Este tipo de modernidad
dista mucho en sus consecuencias, aunque tenga parecidos, de las habidas en la
Revolución Industrial, por dos motivos. Uno, es que es querida por los siervos voluntarios o les es impuesta si no la desean, como única herramienta vital cotidiana. El otro motivo es que internet se asocia al aislamiento laboral, lo que previene cualquier reacción colectiva, de tal modo que organizaciones de trabajadores, como los sindicatos, ya débiles, están condenadas a extinguirse o mantenerse como figuras simbólicas y simbióticas con el poder real.
Esta triste
pandemia vírica no sólo ha traído muerte y tragedias vitales. Ha sido, es, un
gran catalizador de la “e-idiotez” que ya se anunciaba antes de la llegada de un coronavirus que hizo ridículas las promesas cientificistas relativas a la salud.
¿Qué podemos
hacer para seguir llamándonos humanos y, por ello, libres, en este entorno que
esclaviza de modo incruento? Ni podemos volver atrás en el tiempo ni parece deseable convertirnos en amish o integrar colectivos similares. Pero tenemos la
capacidad, aunque sea en forma singular, rara se dirá, de resistirnos a esa
corriente autoritaria con su cara amable. Serán importantes los gestos de
comprar los periódicos donde siempre se vendieron, de pagar con dinero metálico,
de reclamar, si vivimos en un pueblo, que el banco siga con nosotros, al igual que los demás servicios elementales. También si requerimos con todos los medios legales un soporte sanitario de verdad en
vez de ser maltratados por teléfono por alguien o algo con bata blanca con un fonendo colgado
al cuello. Tenemos la capacidad de exigir mucho más que la apertura de bares, única demanda claramente respaldada por el poder político. Si en Roma se
daba pan y circo, ahora tenemos bares y “realities” alimentados por los "like" de internet. Ah, los "like" esos que premian la estupidez biográfica de "influencers" y por los que unos cuantos "premios Darwin" satisfacen la sed de sangre del diabólico internet.
Hay algo muy
llamativo a día de hoy, no del año pasado ni, tal vez, del siguiente, y muy relacionado con internet. Se
potencia al máximo la presencialidad en las aulas (con una gran cantidad de
jóvenes, adolescentes y niños sin vacunar), llegando a reducir la “distancia de
seguridad” entre pupitres y, con ello, el número de profesores por centro
educativo. A la vez las consultas médicas caen en picado, sustituyéndose por una mala comunicación telefónica, a pesar de que prácticamente todo el personal sanitario está vacunado, como lo está la mayoría de pacientes adultos. Es decir, se propicia la proximidad escolar de no vacunados y se disminuyen considerablemente los encuentros clínicos entre médicos y pacientes, todos ellos vacunados.

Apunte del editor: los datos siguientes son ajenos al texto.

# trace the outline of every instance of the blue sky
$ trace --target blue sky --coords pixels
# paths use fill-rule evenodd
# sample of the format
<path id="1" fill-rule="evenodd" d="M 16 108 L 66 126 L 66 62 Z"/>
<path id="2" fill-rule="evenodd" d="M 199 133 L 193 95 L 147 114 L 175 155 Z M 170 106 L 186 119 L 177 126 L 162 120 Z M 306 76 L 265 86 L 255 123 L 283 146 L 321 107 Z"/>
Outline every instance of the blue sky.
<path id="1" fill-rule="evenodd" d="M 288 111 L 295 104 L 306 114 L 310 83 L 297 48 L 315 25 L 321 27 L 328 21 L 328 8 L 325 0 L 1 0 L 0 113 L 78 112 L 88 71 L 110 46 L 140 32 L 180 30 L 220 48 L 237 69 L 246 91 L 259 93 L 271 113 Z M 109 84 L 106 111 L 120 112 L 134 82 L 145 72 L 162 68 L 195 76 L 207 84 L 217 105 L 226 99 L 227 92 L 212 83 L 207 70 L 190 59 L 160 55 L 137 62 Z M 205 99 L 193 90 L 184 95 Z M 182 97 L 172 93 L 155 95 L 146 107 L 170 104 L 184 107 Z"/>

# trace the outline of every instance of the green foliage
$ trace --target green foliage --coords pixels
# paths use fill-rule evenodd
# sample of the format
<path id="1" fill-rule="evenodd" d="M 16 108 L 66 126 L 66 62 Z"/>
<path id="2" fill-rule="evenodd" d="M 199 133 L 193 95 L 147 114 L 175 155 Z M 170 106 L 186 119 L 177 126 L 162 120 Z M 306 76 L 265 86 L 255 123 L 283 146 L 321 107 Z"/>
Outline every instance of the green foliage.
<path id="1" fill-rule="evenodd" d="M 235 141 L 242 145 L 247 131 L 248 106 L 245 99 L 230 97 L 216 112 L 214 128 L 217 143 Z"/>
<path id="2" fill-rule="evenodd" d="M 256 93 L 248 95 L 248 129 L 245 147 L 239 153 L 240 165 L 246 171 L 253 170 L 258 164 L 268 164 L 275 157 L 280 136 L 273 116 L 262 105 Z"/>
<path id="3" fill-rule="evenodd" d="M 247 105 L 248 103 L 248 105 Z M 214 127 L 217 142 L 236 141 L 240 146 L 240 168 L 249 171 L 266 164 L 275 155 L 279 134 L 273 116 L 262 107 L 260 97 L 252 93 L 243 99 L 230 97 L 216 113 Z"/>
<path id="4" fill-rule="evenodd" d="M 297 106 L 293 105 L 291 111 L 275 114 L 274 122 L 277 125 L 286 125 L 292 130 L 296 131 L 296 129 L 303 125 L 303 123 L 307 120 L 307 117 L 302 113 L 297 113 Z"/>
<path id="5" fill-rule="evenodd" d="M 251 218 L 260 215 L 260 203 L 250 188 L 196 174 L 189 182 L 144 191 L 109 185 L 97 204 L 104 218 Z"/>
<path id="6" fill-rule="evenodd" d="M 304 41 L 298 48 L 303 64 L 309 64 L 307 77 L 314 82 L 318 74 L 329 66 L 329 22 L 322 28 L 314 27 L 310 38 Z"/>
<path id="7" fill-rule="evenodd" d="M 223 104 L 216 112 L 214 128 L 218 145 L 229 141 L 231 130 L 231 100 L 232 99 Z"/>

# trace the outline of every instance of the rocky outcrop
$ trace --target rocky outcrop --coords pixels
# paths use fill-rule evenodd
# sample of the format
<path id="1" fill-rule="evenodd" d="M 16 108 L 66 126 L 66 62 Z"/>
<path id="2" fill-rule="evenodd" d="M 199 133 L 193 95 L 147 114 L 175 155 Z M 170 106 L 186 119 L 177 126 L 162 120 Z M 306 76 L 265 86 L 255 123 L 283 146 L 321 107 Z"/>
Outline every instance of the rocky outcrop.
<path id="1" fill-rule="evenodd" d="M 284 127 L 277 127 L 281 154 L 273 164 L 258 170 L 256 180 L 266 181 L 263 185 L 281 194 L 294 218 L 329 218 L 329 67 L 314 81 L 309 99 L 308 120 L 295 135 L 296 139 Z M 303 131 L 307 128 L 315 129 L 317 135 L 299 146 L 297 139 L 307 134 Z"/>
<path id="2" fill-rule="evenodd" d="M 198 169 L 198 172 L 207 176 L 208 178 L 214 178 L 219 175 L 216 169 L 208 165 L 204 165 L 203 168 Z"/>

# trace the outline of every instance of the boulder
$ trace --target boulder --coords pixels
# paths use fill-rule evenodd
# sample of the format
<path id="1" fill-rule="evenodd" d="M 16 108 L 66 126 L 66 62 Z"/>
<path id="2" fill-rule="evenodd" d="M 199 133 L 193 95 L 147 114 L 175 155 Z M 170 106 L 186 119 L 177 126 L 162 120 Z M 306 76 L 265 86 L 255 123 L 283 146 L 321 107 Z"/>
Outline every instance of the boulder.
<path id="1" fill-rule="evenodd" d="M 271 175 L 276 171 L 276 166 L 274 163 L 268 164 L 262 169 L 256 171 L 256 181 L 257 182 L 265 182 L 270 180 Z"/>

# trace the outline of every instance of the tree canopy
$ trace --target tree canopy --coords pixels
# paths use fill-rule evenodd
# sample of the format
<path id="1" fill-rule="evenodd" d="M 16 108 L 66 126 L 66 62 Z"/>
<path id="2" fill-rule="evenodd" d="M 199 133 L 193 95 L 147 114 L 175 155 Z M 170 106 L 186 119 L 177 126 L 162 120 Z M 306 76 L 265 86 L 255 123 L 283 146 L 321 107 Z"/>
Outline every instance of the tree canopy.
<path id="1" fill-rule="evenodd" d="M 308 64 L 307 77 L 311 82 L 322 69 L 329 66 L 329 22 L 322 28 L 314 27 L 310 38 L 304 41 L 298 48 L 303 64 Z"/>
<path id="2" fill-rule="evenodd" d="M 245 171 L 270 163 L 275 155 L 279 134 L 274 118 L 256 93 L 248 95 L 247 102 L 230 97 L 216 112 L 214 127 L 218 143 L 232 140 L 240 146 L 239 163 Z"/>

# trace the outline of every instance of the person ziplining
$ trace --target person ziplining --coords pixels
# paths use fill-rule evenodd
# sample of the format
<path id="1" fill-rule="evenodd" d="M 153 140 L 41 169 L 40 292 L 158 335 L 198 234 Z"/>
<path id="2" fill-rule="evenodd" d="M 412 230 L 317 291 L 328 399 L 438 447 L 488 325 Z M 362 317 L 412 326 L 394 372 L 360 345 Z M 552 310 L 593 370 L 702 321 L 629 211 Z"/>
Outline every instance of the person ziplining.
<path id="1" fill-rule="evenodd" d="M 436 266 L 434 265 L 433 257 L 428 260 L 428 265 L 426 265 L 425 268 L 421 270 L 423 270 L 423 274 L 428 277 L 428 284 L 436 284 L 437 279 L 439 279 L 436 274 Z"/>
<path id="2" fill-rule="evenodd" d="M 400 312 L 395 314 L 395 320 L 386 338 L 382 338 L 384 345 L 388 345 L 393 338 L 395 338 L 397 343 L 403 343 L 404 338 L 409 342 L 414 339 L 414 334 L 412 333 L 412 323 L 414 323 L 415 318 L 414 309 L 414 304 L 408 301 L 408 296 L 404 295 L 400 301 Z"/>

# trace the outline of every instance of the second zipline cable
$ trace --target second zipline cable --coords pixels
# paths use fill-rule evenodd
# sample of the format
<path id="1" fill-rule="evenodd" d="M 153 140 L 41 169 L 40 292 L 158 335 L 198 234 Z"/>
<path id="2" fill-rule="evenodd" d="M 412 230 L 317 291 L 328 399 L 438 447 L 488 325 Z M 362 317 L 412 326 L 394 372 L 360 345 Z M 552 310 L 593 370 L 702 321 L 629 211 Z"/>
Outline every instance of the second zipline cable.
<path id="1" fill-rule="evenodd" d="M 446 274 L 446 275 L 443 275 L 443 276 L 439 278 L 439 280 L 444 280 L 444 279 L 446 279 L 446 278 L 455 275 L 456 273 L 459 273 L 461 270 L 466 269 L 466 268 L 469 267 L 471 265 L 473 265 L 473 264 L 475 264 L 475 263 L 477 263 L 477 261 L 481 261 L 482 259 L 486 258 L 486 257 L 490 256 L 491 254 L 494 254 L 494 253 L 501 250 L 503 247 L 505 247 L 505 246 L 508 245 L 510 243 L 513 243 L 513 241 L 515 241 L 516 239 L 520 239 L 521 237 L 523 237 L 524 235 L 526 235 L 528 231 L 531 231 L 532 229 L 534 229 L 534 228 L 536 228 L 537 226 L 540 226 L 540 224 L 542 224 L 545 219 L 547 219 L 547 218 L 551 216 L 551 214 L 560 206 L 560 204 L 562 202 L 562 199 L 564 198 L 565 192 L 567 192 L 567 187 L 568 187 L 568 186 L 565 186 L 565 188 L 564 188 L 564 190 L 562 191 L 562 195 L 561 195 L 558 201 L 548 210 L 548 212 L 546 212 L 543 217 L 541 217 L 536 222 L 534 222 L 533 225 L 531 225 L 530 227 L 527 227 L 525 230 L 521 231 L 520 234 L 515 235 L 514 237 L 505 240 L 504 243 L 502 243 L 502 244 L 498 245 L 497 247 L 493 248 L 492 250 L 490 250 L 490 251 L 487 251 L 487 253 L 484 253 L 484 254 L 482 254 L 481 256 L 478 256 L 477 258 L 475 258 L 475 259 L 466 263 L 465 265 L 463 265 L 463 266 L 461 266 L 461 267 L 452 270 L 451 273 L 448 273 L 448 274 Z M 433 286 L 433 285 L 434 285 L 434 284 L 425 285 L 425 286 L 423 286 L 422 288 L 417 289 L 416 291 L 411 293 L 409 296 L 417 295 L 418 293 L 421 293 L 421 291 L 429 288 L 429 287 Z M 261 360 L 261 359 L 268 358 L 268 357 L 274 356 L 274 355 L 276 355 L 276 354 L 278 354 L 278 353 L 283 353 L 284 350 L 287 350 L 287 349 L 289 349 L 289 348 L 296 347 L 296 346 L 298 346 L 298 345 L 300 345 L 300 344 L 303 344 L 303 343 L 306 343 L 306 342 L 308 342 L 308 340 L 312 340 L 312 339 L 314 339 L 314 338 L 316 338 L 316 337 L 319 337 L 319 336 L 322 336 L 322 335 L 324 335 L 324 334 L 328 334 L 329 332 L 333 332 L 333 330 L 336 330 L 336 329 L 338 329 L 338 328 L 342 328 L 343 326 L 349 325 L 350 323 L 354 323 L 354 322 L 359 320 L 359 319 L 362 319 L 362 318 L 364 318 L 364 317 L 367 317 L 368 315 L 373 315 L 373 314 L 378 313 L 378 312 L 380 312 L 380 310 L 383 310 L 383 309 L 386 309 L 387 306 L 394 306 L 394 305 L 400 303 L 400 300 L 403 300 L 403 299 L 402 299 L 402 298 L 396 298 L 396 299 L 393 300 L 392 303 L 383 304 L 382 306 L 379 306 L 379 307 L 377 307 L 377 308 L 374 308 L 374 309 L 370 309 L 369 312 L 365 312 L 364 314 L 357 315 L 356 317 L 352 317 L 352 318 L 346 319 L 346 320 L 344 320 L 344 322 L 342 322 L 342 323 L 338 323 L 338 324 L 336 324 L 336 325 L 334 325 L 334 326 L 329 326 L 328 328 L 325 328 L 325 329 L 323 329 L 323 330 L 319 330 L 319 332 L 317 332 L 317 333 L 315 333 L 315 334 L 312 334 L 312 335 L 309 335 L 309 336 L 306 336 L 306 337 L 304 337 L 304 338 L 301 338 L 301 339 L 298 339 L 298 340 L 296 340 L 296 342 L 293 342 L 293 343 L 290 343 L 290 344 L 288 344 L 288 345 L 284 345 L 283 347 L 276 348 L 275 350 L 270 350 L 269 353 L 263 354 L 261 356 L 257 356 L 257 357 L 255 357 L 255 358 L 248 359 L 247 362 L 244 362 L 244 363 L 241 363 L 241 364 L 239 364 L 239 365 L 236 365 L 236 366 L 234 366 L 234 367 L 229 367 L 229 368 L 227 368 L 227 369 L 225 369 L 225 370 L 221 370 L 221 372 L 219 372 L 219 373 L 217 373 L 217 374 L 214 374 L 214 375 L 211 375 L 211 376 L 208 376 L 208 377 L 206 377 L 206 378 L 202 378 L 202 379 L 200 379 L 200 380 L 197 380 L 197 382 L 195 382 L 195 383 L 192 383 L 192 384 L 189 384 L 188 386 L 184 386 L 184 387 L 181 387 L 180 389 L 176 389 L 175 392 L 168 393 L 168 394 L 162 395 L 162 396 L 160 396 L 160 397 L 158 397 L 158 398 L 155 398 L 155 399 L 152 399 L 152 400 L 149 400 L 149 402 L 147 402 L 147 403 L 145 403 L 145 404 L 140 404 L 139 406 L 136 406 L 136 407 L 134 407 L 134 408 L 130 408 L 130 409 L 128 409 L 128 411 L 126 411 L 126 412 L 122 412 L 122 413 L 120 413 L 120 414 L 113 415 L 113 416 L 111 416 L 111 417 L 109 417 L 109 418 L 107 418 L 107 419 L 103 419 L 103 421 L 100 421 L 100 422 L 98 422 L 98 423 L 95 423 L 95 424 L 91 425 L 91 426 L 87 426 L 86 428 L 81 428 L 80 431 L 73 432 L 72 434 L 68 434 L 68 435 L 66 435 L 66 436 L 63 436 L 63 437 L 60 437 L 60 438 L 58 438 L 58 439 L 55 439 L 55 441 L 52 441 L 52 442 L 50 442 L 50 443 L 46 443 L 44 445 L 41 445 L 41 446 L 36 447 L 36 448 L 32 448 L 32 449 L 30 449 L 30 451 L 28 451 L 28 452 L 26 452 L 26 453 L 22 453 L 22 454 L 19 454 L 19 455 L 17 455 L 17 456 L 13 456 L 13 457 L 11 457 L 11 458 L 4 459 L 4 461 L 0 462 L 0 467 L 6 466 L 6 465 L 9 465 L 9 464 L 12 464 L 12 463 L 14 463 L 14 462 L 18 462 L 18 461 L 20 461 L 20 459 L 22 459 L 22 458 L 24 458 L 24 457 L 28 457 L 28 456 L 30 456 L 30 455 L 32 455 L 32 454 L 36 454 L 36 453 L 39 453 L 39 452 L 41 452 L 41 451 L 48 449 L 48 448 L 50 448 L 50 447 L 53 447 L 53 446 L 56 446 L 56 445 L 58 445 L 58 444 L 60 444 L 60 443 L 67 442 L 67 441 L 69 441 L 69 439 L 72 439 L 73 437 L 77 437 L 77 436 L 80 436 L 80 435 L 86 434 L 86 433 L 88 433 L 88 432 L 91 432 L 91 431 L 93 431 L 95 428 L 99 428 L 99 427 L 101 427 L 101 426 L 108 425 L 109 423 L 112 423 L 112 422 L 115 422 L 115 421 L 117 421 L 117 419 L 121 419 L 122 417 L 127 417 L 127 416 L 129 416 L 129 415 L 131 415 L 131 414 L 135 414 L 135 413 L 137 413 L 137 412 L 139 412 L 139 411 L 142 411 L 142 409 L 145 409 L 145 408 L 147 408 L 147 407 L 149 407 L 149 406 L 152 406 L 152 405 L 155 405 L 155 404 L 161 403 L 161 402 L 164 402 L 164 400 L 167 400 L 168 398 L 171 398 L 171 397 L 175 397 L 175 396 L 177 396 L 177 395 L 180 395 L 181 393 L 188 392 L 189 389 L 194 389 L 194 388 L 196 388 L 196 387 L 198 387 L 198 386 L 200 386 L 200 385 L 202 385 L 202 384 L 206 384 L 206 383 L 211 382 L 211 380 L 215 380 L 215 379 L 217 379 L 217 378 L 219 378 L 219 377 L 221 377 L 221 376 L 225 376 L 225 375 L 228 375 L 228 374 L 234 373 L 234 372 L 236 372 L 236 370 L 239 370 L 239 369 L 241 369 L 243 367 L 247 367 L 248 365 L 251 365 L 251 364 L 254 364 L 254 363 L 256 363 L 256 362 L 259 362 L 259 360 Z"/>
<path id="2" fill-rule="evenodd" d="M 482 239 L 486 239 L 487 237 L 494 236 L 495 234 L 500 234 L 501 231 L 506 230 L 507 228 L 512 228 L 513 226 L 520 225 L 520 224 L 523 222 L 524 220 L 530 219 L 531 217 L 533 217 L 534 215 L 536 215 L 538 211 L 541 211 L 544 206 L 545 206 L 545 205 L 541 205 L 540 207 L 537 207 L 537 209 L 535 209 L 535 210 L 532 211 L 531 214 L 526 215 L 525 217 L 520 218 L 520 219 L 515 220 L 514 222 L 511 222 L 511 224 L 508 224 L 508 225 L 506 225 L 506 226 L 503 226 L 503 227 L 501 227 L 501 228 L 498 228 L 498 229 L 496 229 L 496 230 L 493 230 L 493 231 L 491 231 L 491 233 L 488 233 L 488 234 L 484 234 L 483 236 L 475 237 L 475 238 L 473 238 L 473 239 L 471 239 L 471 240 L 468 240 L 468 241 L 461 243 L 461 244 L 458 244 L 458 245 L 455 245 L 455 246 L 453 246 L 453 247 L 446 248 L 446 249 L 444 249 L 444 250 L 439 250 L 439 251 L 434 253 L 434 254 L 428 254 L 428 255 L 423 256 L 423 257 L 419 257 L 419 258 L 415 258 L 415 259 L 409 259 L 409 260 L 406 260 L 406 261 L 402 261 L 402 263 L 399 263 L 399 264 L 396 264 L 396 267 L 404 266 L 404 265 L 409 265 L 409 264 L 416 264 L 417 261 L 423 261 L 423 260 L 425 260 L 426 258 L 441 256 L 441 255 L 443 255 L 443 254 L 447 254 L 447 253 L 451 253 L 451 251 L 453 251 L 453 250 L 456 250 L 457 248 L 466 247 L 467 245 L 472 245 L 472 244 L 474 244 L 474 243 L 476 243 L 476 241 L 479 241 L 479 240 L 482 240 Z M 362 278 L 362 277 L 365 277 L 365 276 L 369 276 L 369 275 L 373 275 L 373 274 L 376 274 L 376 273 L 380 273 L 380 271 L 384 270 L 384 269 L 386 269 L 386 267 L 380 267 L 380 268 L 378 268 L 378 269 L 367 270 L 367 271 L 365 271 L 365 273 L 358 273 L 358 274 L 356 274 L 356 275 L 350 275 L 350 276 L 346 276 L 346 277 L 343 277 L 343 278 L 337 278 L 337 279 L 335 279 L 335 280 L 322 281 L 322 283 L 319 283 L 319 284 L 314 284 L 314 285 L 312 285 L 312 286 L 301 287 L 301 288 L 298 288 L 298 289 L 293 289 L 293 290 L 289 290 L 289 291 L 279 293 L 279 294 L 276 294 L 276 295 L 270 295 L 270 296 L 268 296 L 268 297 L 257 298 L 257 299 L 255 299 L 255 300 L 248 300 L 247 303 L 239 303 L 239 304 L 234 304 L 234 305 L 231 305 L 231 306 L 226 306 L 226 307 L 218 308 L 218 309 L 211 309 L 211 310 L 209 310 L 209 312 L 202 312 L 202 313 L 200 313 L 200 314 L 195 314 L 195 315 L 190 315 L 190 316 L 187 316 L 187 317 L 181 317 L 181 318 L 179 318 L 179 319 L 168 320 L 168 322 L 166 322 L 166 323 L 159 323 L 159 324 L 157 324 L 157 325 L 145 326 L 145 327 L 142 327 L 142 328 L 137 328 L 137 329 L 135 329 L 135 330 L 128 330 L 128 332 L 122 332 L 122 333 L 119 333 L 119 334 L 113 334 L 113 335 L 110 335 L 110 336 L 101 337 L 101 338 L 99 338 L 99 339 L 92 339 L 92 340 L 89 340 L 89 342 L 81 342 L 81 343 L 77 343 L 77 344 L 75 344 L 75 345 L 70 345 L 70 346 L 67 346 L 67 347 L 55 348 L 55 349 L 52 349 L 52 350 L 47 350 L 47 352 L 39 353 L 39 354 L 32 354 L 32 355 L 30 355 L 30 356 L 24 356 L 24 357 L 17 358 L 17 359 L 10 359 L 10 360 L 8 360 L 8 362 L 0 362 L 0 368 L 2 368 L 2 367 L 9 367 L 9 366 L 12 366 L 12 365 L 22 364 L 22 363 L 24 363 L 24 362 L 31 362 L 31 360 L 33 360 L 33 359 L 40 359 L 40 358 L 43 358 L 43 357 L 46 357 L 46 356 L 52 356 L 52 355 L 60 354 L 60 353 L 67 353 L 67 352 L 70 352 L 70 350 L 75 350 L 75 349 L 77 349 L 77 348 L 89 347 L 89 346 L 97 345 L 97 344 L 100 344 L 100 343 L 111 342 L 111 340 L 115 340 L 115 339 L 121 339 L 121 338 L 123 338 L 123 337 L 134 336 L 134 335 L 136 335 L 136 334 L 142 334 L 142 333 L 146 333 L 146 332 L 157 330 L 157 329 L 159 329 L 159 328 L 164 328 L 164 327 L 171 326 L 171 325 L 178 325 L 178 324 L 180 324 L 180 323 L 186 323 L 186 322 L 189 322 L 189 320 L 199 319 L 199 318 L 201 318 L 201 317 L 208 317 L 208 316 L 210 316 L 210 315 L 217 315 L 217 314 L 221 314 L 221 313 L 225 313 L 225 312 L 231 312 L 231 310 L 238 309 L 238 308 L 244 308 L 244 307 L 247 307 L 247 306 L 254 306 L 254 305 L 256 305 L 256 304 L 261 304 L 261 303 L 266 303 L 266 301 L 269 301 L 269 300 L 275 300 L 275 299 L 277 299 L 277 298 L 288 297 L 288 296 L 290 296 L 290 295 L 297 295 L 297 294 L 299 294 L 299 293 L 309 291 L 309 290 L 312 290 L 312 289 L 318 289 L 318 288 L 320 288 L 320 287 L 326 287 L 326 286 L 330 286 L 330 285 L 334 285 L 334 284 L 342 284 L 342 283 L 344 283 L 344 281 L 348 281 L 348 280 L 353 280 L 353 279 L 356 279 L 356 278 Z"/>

Las consultas tardías tienen efectos de morbi-mortalidad evidentes. La proximidad aquí y ahora de adolescentes y jóvenes no vacunados entraña un riesgo de contagio de coronavirus, lo cual también se traduciría potencialmente en morbi-mortalidad por Covid 19. ¿Será esa conjunción
extraña de dos decisiones políticas aparentemente antagónicas, simple y llanamente, un ejemplo notable de pulsión de muerte?